Deciphering a cellular guidance system for the control of pneumococcal infections

Understand how the MapZ protein localizes at the center of the cell by interacting with the cell wall and recruits and controls the positioning and the functioning of cell division machinery.

Characterization of bacterial cell division mechanisms

The aims of the project are to characterize at the molecular and cellular levels the mechanisms by which the MapZ protein governs the positioning of the cell division site at the center of the bacterial cell using the bacterium Streptococcus pneumoniae as a model. They are organized around three research axes concerning the structure-function analysis i) of the extracellular domain of MapZ, ii) the cytoplasmic domain of MapZ and finally iii) the phosphorylation of MapZ. The experiments carried out will allow to understand how MapZ is positioned at the center of the cell by interacting with the cell wall in order to recruit and control the installation and operation of the cell division machinery. Finally, the study of the phosphorylation of MapZ will allow deciphering the mode of regulation of this process in the course of the cell cycle. This work paves the way toward future applied projects aiming at using MapZ as a potential therapeutic target to combat some bacterial infections.
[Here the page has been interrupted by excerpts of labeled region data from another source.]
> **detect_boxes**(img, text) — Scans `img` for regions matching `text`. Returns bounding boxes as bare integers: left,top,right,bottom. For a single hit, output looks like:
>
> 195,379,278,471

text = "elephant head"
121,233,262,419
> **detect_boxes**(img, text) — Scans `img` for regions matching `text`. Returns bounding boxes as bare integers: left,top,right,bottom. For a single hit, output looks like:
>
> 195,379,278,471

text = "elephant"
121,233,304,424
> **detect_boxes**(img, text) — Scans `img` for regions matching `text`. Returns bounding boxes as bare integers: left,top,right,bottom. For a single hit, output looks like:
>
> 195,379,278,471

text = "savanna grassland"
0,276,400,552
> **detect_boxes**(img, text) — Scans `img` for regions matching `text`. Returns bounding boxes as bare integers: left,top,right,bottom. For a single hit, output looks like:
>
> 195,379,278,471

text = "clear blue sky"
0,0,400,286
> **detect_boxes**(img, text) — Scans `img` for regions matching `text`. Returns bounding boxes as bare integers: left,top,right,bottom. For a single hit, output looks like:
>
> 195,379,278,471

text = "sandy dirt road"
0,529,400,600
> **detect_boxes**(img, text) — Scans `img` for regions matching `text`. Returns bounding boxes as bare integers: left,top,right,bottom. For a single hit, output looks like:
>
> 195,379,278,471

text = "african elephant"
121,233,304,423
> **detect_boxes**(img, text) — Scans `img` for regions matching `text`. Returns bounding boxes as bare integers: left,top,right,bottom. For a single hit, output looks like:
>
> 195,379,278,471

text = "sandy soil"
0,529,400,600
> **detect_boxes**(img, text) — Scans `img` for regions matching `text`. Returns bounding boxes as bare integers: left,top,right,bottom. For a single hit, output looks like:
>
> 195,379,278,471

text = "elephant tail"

We have implemented a methodological approach based on different expertise and technologies in order to characterize the structure of the MapZ protein (NMR), to study the biochemical properties of its interaction with the cell wall and its cellular partners (protein biochemistry) and to elucidate its biological role and the process of regulation by phosphorylation using different approaches of fluorescence microscopy.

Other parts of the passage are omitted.